Samuel Butler, Erewhon o tras las montañas.1
Pasado un tiempo, fui a la biblioteca de Humanidades a devolver los libros que mi vecino de la puerta 33 ya había devorado. Le traje unos cuantos más. Pasé luego por una librería, pregunté por quien él me había indicado y compré varios libros, dejando otros encargados. Tras una mañana un poco ajetreada, fui a rendirle cuentas. Debo añadir que hacía mucho frío. Agradecí, en consecuencia, el humeante y cargado café con el que me obsequió.
—Estoy abusando de usted —me dijo de forma un tanto lastimera—. Entendería perfectamente que me enviara a paseo y dejara de hacerme estos pequeños favores.
—Mientras pueda hacerlo, puede contar con mi ayuda. Los días que tenga trabajo, por supuesto, no voy a poder ir a por libros. Pero todo es cuestión de una buena organización. No hay problema. No se preocupe.

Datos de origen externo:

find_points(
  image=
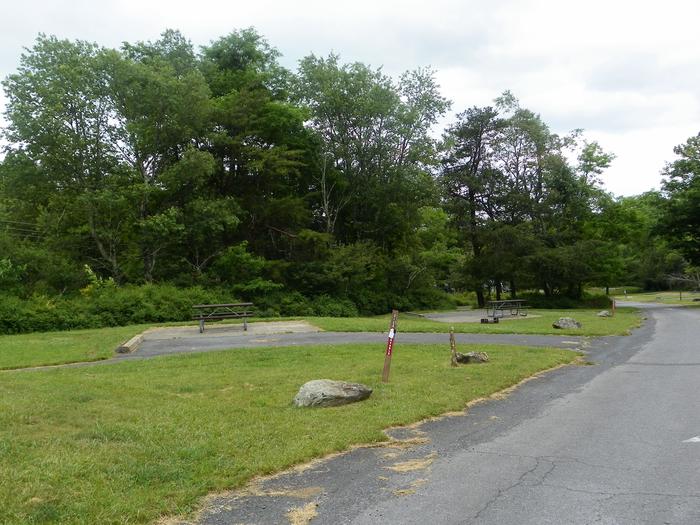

¿Y cuándo ha sido inteligente la humanidad? ¿Sabe usted cuántas guerras y agresiones ha habido a lo largo de la existencia del hombre?
—La verdad —me explicó— es que siempre he sido un poco frágil y débil, propenso a constipados, catarros y contagios. Y estoy asustado, no se lo voy a ocultar. Las noticias que oigo y leo no son nada esperanzadoras con respecto al coronavirus y a la pandemia.
—Tiene razón. Yo también tengo mis temores. De hecho, y esto no es para decirle que me niego a ir a por sus libros, no cojo el transporte público. Esta ciudad, gracias a Dios, no es muy grande. No es París, desde luego. Su tamaño me permite ir a pie a todos los sitios. Así, de paso que evito el contacto humano, hago ejercicio.
—¿Y hay mucha gente por las calles? —me preguntó con una cierta ansiedad.
—¿Le sorprendería si le digo que sí? Ayer tuve que salir de la capital para ir a un pueblo cercano. Tenía que llevar unas cosas a la vieja casa de un familiar. En dicho pueblo, no digamos su nombre, los bares y terrazas estaban a rebosar. Gente almorzando en la calle, sin mascarillas, por supuesto, fumando y bebiendo tan tranquilamente. Es un pueblo de montaña. Por la carretera no dejaban de pasar coches y más coches en busca de los bares sitos en las cumbres. De no ser por las mascarillas que, de vez en cuando, me encontraba por el suelo, se hubiera dicho que era un día normal, que no había peligro, ni virus, ni pandemia, ni nada.
—La gente es bastante inconsciente, ¿no le parece? Aunque eso sea tal vez una forma de defensa, de alejar los demonios.
—Si es así —le repuse—, no me parece una forma muy inteligente de conjurarlos.
—¿Y cuándo ha sido inteligente la humanidad? ¿Sabe usted cuántas guerras y agresiones ha habido a lo largo de la existencia del hombre?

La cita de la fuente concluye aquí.